I could have wrote your post only I'm now nearly 9 years down the line after the wedding and my dh still won't fly. He has flown lots of times before the last time being 13 years ago.
He can't tell me what exactly his fear is or why he has flown before but won't now he also flew with a previous fiancee which rational or not really really annoys me 😠
So now we have 4 children aged from 7 down to 4 months. My mam is always available to baby sit but he won't go anywhere. I had a big birthday this year and still wouldn't do it.
So my oldest 2 girls will be 13 and 12 in 5 years and we're going to new York and that's what I have to look forward too.
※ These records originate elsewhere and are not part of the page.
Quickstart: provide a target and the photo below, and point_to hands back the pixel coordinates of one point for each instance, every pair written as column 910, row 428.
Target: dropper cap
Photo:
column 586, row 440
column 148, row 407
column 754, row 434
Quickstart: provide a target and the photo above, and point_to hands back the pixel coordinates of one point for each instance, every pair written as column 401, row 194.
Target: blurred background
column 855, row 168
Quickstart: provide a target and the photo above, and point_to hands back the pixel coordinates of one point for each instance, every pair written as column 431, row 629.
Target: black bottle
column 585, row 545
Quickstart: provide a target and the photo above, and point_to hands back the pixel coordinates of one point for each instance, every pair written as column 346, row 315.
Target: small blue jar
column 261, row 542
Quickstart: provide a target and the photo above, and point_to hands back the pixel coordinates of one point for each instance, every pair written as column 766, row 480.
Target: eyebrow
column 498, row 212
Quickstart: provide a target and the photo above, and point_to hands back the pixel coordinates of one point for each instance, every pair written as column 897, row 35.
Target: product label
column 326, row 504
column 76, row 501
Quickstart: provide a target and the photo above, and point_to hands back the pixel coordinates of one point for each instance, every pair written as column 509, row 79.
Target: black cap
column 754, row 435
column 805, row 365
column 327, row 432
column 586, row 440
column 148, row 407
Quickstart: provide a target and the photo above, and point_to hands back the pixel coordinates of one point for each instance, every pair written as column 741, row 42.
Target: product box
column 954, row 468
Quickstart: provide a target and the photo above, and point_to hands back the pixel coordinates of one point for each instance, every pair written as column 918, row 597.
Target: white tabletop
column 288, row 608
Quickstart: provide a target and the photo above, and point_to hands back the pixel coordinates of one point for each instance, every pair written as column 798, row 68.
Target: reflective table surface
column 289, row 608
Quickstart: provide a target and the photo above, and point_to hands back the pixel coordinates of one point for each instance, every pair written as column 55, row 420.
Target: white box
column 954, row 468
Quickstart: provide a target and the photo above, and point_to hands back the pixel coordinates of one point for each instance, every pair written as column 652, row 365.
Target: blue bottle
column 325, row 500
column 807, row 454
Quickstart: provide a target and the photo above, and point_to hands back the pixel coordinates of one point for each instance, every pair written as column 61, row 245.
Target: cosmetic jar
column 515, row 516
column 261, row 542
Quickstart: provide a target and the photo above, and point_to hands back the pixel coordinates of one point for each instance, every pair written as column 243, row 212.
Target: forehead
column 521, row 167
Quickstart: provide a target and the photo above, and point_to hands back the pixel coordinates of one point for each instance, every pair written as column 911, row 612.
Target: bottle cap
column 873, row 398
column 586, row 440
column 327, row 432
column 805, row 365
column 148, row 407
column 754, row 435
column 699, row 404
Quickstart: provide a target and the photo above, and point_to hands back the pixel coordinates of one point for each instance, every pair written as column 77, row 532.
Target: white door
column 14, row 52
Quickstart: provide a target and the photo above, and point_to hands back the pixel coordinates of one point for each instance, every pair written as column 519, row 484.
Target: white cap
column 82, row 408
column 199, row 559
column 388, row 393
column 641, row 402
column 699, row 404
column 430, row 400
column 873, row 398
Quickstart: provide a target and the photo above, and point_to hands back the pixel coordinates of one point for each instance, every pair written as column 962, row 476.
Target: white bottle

But I have also told him that I won't go on anymore boat, train or driving holidays with him until he gets on a plane with me because I have done things his way for long enough.
If I was you I would think long and hard about this because it might not seem that big a deal but 8 or 9 years down the line it might be

TheRattleBag · 10/07/2017 17:10

You said that this problem developed about 10 years ago. Was there something in particular that triggered it? Did he have a bad flight experience that spooked him?

If he didn't have a problem before then, understanding why it started might help to work out how to approach things.